Z polskich stołów szybko znika pieczywo. Jego konsumpcja spadła w ostatnich trzynastu latach o ponad jedna trzecią. I należy do najniższych w Europie. W ubiegłym roku statystyczny Polak zjadł 49,7 kg pieczywa – wynika z obliczeń DGP opartych na danych IERiGŻ. – To efekt między innymi mocnej reklamy substytutów pieczywa – twierdzi prof. Krystyna Świetlik z IERiGŻ.
Ponadto zapracowani Polacy mają coraz mniej czasu. Dlatego przed wyjściem do pracy nie przygotowują często kanapek na drugie śniadanie. Chlebowi zaszkodziły też modne diety, według których pieczywo tuczy. – A to nieprawda, jeśli w jego składzie jest co najmniej 30 proc. mąki żytniej – twierdzi prof. Halina Gam buś z Uniwersytetu Rolniczego w Krakowie.
Zmieniające się na talerzach potrawy to także efekt licznych podróży turystycznymi Polaków oraz emigracji zarobkowej. Z Zachodu przyszła do nas moda na picie dużych ilości wody. W 2000 r., jak wynika z danych IERiGŻ, statystyczny Polak wypijał jej 13 l rocznie. Dziś jest to już 49 l na osobę.
Dla porównania spożycie soków, uchodzących za zdrowe ze względu na produkcję opartą na owocach, przyrosło w tym samym czasie z 7,68 l do 8,64 l.
Spada spożycie herbaty, rośnie zaś kawy.

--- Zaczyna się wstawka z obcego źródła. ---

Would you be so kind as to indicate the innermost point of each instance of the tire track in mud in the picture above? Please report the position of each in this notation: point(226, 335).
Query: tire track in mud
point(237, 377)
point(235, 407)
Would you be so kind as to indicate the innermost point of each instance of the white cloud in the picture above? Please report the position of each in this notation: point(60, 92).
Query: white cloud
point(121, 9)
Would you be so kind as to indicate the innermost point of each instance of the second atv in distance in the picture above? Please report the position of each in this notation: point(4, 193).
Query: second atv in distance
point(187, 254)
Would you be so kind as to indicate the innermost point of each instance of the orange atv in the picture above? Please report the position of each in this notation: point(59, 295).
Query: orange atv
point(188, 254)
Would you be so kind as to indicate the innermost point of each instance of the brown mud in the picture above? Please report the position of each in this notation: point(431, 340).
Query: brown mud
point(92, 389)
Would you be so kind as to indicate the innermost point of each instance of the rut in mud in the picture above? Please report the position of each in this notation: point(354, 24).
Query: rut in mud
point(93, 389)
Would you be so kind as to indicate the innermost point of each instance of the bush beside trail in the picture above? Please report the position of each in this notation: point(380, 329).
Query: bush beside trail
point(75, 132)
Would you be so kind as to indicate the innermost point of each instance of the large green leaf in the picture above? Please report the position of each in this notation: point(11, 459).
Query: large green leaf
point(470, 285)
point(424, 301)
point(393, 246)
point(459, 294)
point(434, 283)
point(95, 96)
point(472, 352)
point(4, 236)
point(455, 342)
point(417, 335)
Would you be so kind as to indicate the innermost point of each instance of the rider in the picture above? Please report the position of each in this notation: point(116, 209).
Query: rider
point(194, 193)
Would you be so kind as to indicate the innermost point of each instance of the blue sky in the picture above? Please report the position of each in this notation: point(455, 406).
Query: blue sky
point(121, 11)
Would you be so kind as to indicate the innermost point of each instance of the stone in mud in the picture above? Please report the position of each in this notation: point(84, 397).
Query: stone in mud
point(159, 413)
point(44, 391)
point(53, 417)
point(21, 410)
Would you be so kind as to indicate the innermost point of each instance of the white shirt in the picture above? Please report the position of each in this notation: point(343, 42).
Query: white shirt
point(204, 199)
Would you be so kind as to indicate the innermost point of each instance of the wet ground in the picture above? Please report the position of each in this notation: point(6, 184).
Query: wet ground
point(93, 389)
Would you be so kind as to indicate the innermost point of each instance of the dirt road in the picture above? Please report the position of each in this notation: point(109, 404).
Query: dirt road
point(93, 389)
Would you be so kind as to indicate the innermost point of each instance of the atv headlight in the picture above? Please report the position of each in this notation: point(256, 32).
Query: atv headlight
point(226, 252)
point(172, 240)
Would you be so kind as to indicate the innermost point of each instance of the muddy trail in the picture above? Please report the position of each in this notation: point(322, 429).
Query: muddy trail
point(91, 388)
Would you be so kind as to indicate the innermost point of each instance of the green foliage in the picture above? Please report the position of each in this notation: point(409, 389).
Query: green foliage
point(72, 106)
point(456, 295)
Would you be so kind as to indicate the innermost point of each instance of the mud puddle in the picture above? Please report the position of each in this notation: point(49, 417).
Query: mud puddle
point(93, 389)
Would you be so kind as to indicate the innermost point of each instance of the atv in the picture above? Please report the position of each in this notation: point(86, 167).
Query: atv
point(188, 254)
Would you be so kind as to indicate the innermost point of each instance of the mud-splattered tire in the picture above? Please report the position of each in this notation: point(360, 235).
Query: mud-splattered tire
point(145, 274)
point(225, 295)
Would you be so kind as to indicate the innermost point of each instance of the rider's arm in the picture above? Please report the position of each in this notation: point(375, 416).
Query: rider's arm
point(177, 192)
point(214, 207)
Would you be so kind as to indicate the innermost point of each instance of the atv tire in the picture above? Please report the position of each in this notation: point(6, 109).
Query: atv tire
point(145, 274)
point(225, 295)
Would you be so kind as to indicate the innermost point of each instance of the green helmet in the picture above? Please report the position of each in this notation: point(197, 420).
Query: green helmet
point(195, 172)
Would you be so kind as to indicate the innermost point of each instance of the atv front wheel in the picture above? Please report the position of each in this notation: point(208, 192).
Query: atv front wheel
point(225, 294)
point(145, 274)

W 2000 r. spożycie tej pierwszej w gospodarstwie domowym na osobę wynosiło 0,96 kg, a drugiej 2,04 kg. W ubiegłym roku, jak wynika z danych IERiGŻ, było to już odpowiednio 0,72 kg i 2,16 kg.
– Herbatę powoli zamieniamy na kawę, do czego przyczynia się między innymi rozwój kawiarni w Polsce – zauważa Krystyna Świetlik. Poza tym wydłuża się czas pracy, w związku z czym coraz więcej osób szuka napojów działających pobudzająco, a niezawierających alkoholu.
Choć spożycie tych ostatnich też wzrosło w ostatnich trzynastu latach. Jak wylicza Związek Pracodawców Polski Przemysł Spirytusowy, w ubiegłym roku spożycie wyrobów spirytusowych wyniosło 3,2 l na osobę. W 2000 r. było to o 1,2 l mniej. Jeszcze bardziej wzrosła popularność piwa. Spożycie tego trunku w tym samym czasie zwiększyło się z 66,9 l do 96 l na osobę rocznie. To zasługa samych producentów, którzy poprzez nowości utrzymują ciągle wysokie zainteresowanie tą kategorią. Sprawili też, że po piwo coraz chętniej sięgają kobiety.

Nasz jadłospis AD 2013

Kariera kurczaka

W ubiegłym roku jego kilogram kosztował średnio 6,94 zł i był droższy niż przed trzynastoma laty o 18 proc. Ceny wołowiny wzrosły w tym czasie dwuipółkrotnie do ponad 26 zł za kilogram. Roczna konsumpcja mięsa drobiowego per capita zwiększyła się w tym czasie o 84 proc. – do 27 kg.

Chleb już nie powszedni

Konsumpcja pieczywa w polskich domach spadła w ostatnich trzynastu latach o ponad jedną trzecią. I należy do najniższych w Europie. W 2013 r. statystyczny Polak zjadł 49,7 kg pieczywa. Chleb przegrywa konkurencję m.in. z chipsami, makaronami i płatkami śniadaniowymi.

Piwo się leje
Sprzedaż piwa rośnie najszybciej ze wszystkich trunków. Jeszcze w 2000 r. statystyczny Polak wypijał go w skali roku 66,9 l. Obecnie jest to 96 l na osobę. To zasługa nowości, które co roku są wypuszczane na rynek przez producentów. Na przykład dzięki piwom smakowym po chmielowy trunek częściej sięgają kobiety.